Endorsement: Yes on C
The “Our City Our Home” measure would impose a very small tax ranging from 0.175 percent to 0.69 percent on only the very largest and wealthiest of companies, those with gross receipts above $50 million. The money will be used to get homeless people off the streets by providing more supportive housing, more shelter beds, more treatment beds, more rent subsidies.
Opponents of this measure have argued that if we impose more taxes on these companies they will exit The City and head to more corporate-friendly climes, or that we will lose jobs. Mayor London Breed, in opposing the measure on Friday, warned of “the inevitable flight of headquarter companies—and jobs—from San Francisco.”
We don’t buy it.
The business community is the first to complain about the negative impact of San Francisco’s highly visible homeless problem. We hear constantly that conventions and conferences are leaving the city, and that it hurts tourism.
If anything is going to drive out these mega-companies, it’s the complaints from their employees and out-of-towners attending conferences who are shocked by the quantity of human excrement and used needles on the street. (And the high cost of housing and property, but that’s for another measure to address)
An economic impact issued report by the City Controller found the overall impacts to be negligible, amounting to a 0.1 percent difference in The City’s job market and gross domestic product over the next 20 years. More importantly, the controller found the measure “will likely reduce homelessness.”
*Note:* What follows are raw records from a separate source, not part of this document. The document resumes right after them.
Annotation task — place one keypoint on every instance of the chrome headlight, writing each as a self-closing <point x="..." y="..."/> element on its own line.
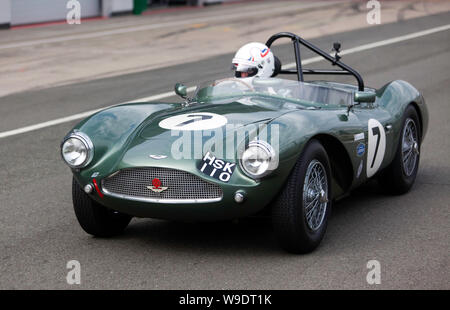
<point x="77" y="150"/>
<point x="259" y="159"/>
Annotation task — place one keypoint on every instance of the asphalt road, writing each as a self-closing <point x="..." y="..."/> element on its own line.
<point x="408" y="235"/>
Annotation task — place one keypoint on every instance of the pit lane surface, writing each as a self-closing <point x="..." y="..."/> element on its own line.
<point x="408" y="235"/>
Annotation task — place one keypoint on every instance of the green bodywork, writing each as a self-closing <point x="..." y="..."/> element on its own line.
<point x="123" y="137"/>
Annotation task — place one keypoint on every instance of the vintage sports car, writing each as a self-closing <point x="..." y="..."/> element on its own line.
<point x="241" y="147"/>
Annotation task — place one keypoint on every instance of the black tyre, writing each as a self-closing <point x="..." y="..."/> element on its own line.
<point x="400" y="175"/>
<point x="94" y="218"/>
<point x="300" y="214"/>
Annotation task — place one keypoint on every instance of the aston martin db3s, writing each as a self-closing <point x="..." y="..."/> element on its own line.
<point x="238" y="147"/>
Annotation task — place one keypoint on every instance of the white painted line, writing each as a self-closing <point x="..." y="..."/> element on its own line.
<point x="221" y="17"/>
<point x="66" y="119"/>
<point x="374" y="45"/>
<point x="190" y="89"/>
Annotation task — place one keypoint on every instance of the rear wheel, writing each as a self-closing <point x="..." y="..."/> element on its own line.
<point x="94" y="218"/>
<point x="400" y="175"/>
<point x="300" y="214"/>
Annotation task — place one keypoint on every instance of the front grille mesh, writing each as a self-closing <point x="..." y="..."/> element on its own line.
<point x="181" y="185"/>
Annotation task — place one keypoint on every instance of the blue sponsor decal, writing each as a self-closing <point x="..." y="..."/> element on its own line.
<point x="360" y="149"/>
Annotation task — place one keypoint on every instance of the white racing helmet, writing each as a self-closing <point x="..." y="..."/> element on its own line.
<point x="254" y="59"/>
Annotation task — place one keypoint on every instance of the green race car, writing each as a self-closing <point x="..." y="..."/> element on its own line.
<point x="242" y="147"/>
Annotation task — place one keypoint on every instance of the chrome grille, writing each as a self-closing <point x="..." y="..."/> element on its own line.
<point x="181" y="186"/>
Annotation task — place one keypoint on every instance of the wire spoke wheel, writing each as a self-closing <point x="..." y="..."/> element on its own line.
<point x="410" y="147"/>
<point x="315" y="194"/>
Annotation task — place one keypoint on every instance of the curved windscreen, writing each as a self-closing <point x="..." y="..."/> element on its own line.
<point x="306" y="94"/>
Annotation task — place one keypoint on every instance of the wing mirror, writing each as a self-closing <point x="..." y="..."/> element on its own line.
<point x="181" y="90"/>
<point x="364" y="96"/>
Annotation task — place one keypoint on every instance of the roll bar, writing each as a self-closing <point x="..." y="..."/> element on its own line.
<point x="296" y="40"/>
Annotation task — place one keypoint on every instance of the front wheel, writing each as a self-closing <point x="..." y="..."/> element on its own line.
<point x="300" y="214"/>
<point x="94" y="218"/>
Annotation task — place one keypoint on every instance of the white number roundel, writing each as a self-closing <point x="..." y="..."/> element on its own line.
<point x="376" y="145"/>
<point x="194" y="121"/>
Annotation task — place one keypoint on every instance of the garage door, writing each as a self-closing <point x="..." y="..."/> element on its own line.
<point x="37" y="11"/>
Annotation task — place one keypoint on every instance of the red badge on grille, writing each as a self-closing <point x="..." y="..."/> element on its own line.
<point x="156" y="183"/>
<point x="156" y="186"/>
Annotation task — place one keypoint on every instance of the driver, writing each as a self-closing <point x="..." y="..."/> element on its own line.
<point x="254" y="60"/>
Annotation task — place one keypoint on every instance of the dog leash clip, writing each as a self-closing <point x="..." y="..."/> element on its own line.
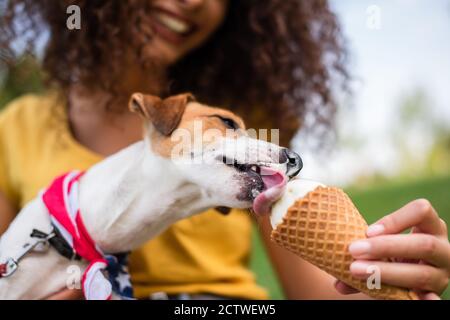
<point x="40" y="243"/>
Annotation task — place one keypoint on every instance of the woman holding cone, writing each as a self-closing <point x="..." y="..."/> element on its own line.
<point x="242" y="54"/>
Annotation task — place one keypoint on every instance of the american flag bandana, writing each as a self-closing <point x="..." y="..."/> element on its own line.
<point x="61" y="200"/>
A vote yes comes with responsibility, too. We urge the voters and the companies to hold The City accountable to assure the money is well spent. This is a mandate to spend the revenues on targeted homeless services including rent subsidies, supportive housing, and treatment.
Housing 4,000 people who are now on the streets, and building 1,000 new shelter beds within the next five years, as the proposition promises, would definitely show that the City of Love takes its nickname seriously, as do the companies who we suspect were attracted here partly because of the compassion and progressive ethics San Francisco is known for.
Endorsement: No on D
Taxing legalized weed is inevitable, and yes, dispensaries are becoming mainstream and many profitable. But that is not true for all. Let’s give them time to grow, pun intended. Just like the fledgling tech startups that used to dominate the Silicon Valley landscape, some cannabis companies in The City need a break. Challenged by rent increases, legal disputes with their landlords, and concern about federal government intervention, dispensaries need some more time to get their grounding.
The City also should first do right and live up to its promises. A plan to give licenses to equity marijuana companies has led to a backlog and not even a handful of permits have been issued. Let’s revisit this one during a future election.
Endorsement: No on E
This measure would devote around 8 percent of the city’s hotel tax revenue, which currently goes into the general fund, to funding for arts and culture programs. Proponents argue the change reflects the original intent of the city’s hotel tax, which was created with a portion dedicated to the arts and culture on the grounds that such things help drive tourism. We support funding for the arts, but the city already provides some through its normal budget process, and this measure would reduce budget flexibility by making it harder to divert funds to other critical programs during economic downturns.